Patron of: inner strength, especially that of women.
Appearance: a woman with the head of a lioness.
Description: Pakhet in all likelihood was a combination of Bast and Sekhmet. As her cult was centered in Middle Egypt, between the cult areas of Bast and Sekhmet, this may be the case. Her attributes of both ferocity and femininity further lend strength to this conclusion.
Worship: Middle Egypt, primary temple near Beni Hassan.
The Pelican found in livestock scenes on the walls of courtiers' tombs, figures in royal funerary texts frmo the Pyramid Age as a protective symbol against snakes. The description of the Pelican falling into the Nile seems connected with the idea of scooping up in its prominent beak hostile elements under the guise of fish- a concept comparable to the dragnets and bird nets used for trapping sinners in the Underworld.

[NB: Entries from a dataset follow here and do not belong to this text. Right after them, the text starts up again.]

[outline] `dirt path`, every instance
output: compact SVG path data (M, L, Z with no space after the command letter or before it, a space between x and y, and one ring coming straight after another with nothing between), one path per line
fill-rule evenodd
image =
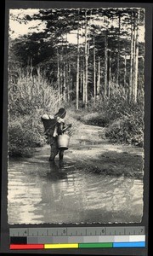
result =
M105 137L105 128L82 125L81 131L71 137L65 158L96 172L142 178L143 148L112 144Z

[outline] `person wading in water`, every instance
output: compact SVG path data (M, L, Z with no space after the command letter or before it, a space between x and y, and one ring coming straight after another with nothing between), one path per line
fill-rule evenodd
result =
M61 108L54 116L43 114L41 118L45 129L45 135L47 135L51 147L49 161L54 161L58 154L60 160L63 160L64 149L58 147L58 136L62 135L68 128L71 127L71 124L65 126L64 120L65 115L65 109Z

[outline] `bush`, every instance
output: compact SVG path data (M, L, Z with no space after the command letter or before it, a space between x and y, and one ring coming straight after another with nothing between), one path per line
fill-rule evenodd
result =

That the Pelican is a divinty must be assumed from the reference to it in the Pyramid Texts as the 'mother of the king', a role which in religious documents can only be ascribed to a goddess. In non-royal funerary papyri the Pelican has the power of prophesying a safe passage for a dead person in the Underworld. The open beak of the Pelican is also associated with the ability of the deceased to leave the burial chamber and go out into the rays of the sun, possibly an analogy made between the long cavernous beak of the pelican and the tomb shaft.